[comp.arch] Cray divide speed

mccalpin@masig3.masig3.ocean.fsu.edu (John D. McCalpin) (10/30/89)

Does anyone have the figures handy for the peak speed of the Cray
X/MP, the Cray Y/MP, and the Cray 2 for vector divide operations?

I know that Cray uses an approximate reciprocal scheme, but I need to
know how many cycles per result are required for a plain vector
divide, i.e.

	DO 100 I=1,N
	    A(I) = B(I)/C(I)
  100	CONTINUE

On the Cyber 205 and ETA-10, the number is 6 cycles per element, and I
am trying to figure out if that is a representative number for vector
machines. I am using this information to modify the work estimates for
various implicit and explicit finite-difference schemes used in fluid
dynamics.
--
John D. McCalpin - mccalpin@masig1.ocean.fsu.edu
		   mccalpin@scri1.scri.fsu.edu
		   mccalpin@delocn.udel.edu

nelson@udel.edu (Mark Nelson) (10/31/89)

In article <MCCALPIN.89Oct29174054@masig3.masig3.ocean.fsu.edu> you write:
>Does anyone have the figures handy for the peak speed of the Cray
>X/MP, the Cray Y/MP, and the Cray 2 for vector divide operations?
>
>I know that Cray uses an approximate reciprocal scheme, but I need to
>know how many cycles per result are required for a plain vector
>divide, i.e.
>
>	DO 100 I=1,N
>	    A(I) = B(I)/C(I)
>  100	CONTINUE
>
For all Cray machines, a full precision divide requires one
pass through the reciprocal approximation functional unit and
three passes through the fp multiply functional unit.  For the
X/MP and Y/MP, these are distinct functional units and the
reciprocal can be chained with one of the multiplies, so the
peak speed is one result/three clock periods.

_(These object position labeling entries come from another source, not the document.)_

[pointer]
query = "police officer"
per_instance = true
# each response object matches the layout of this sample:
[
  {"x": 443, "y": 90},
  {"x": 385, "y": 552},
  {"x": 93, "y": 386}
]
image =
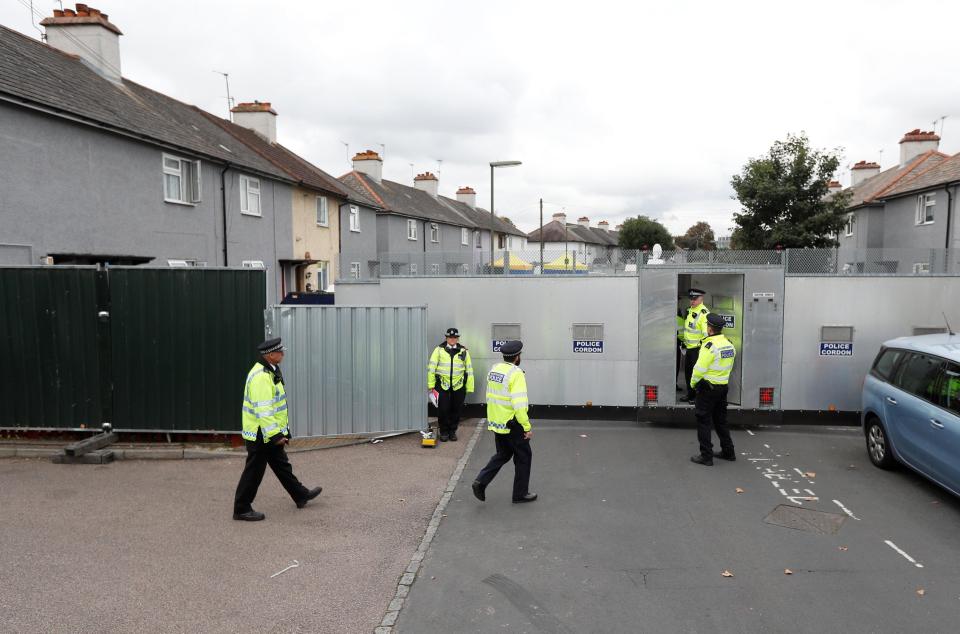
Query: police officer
[
  {"x": 265, "y": 432},
  {"x": 711, "y": 374},
  {"x": 451, "y": 364},
  {"x": 694, "y": 331},
  {"x": 507, "y": 406}
]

For the Cray 2, both operations are handled by the same functional
unit, and there isn't any chaining, so the peak speed is
one result/four clock periods.

If you only need half precision (26 bits of accurate mantissa)
the divide can be done in one multiply, so peak speed becomes:
X/MP Y/MP: one result/clock period
Cray 2:    one result/two clock periods.

However, I don't think you can persuade the FORTRAN compilers
to generate half precision divides.
--

Mark Nelson                 ...!rutgers!udel!nelson or nelson@udel.edu
This function is occasionally useful as an argument to other functions
that require functions as arguments. -- Guy Steele